Amidst the digital cosmos, Neo, affectionately known as “KirchBaby,” reigns supreme, a luminary in the hearts of 658,000 enraptured subscribers. Through her captivating content, she not only navigates the mundane tasks of cooking, cleaning, and childcare but also dances with celestial grace, a testament to her boundless spirit and unyielding zest for life.
In the cathedral of Neo Kirchway’s narrative, resilience reigns supreme, echoing a universal truth – that amidst life’s gales, the human spirit, when kindled by hope and fortitude, emerges as a beacon of light, illuminating even the darkest of paths.
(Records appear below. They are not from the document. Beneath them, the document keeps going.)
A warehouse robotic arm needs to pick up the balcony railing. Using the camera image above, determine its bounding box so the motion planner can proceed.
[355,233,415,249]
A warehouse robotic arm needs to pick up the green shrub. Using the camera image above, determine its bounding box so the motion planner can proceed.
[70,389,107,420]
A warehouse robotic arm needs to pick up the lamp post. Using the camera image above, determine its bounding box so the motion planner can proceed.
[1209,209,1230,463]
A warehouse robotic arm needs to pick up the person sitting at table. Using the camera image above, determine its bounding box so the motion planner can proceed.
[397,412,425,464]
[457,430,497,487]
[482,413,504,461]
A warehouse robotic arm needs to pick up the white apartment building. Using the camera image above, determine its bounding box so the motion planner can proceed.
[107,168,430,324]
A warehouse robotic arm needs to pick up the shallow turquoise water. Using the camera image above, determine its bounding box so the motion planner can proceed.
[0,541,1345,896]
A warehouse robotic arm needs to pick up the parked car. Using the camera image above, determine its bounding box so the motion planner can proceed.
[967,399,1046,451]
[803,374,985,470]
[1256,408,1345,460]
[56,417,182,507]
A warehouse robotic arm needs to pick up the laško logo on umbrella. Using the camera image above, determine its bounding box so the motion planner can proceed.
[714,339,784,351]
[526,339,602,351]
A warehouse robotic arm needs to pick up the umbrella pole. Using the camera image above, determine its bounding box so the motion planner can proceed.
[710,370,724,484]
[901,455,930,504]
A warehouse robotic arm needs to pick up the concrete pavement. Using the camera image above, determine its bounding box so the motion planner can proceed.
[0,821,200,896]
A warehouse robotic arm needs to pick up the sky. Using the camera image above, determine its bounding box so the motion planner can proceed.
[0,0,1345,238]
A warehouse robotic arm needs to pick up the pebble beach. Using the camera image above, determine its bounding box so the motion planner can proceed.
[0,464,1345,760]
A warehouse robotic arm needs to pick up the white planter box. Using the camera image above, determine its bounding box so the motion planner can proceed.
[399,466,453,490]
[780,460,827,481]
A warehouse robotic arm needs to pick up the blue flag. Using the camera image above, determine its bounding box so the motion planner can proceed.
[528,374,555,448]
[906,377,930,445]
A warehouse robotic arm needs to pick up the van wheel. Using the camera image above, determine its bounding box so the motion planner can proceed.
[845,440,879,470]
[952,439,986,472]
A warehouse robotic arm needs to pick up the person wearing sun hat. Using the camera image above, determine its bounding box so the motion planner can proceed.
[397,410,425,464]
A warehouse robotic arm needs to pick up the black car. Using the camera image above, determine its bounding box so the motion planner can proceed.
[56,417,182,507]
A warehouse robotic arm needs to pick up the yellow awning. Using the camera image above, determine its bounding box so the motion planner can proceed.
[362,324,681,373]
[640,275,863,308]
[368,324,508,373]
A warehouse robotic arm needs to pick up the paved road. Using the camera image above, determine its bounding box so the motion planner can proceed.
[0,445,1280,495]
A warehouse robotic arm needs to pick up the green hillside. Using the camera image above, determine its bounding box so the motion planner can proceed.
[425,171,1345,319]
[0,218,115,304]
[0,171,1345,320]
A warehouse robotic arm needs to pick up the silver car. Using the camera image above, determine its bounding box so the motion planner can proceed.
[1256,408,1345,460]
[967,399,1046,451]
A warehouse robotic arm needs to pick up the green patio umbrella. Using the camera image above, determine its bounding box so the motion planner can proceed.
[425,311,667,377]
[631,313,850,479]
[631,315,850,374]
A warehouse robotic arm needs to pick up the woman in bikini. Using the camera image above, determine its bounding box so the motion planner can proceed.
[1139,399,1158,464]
The government’s efforts to integrate individuals with disabilities in Botswana society are being hampered by budgetary constraints. Those with disabilities face inequalities in budgetary allocations in the health and education sectors. For instance, it is reported that the government allocates higher budgetary funds to the general health sector, while marginal allocations are proposed for the development and implementation of the National Primary Health Care guidelines and Standards for those with Disabilities. This shows that in terms of budgetary solutions, the government’s proposed initiatives in improving the health and well-being of those with disabilities remain futile as there is not enough money going towards disability-specific health programs. On the other hand, limited budgetary allocations to the Special Education Unit also are a primary contributor to the inequalities faced by children with disabilities. The government only provides for the employment of 15 teachers with qualifications in special education despite the large numbers of children with intellectual disabilities that are in need of special education throughout Botswana. Such disproportional allocation of resources inhibits the capacity to provide affordable and accessible assisted technology and residential support services for those with disabilities. Given the fact that a different amount of resources have been availed to the education and health sectors, the general understanding is that the government is not doing enough to ensure that adequate resources are distributed to disability-specific programs and facilities such as barrier-free environments, residential homes, and special education schools for children with disabilities.